In this study, the response and behavior of machine foundations resting on dry and saturated sand was investigated experimentally. A physical model was manufactured to simulate steady state harmonic load applied on a footing resting on sandy soil at different operating frequencies. Total of (84) physical models were performed. The parameters that were taken into consideration include loading frequency, size of footing and different soil conditions. The footing parameters are related to the size of the rectangular footing and depth of embedment. Two sizes of rectangular steel model footing were used. The footings were tested by changing all parameters at the surface and at 50 mm depth below model surface.
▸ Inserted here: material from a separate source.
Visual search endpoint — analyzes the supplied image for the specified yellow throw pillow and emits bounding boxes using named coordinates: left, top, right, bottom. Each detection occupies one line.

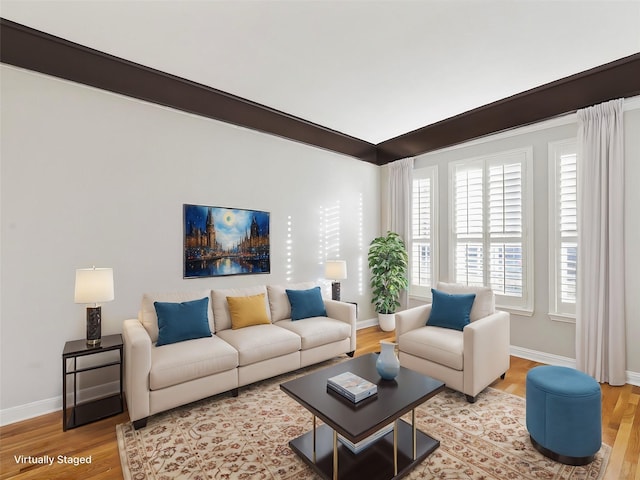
left=227, top=293, right=271, bottom=330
Meanwhile, the investigated parameters of the soil condition include dry and saturated sand for two relative densities; 30 % and 80 %. The dynamic loading was applied at different operating frequencies. The response of the footing was elaborated by measuring the amplitude of displacement using the vibration meter. The response of the soil to dynamic loading includes measuring the stresses inside soil media by using piezoelectric sensors. It was concluded that the final settlement (St) of the foundation increases with increasing the amplitude of dynamic force, operating frequency and degree of saturation. Meanwhile, it decreases with increasing the relative density of sand, modulus of elasticity and embedding inside soils. The maximum displacement amplitude exhibits its maximum value at the resonance frequency, which is found to be about 33.34 to 41.67 Hz. In general, embedment of footing in sandy soils leads to a beneficial reduction in dynamic response (displacement and excess pore water pressure) for all soil types in different percentages accompanied by an increase in soil strength.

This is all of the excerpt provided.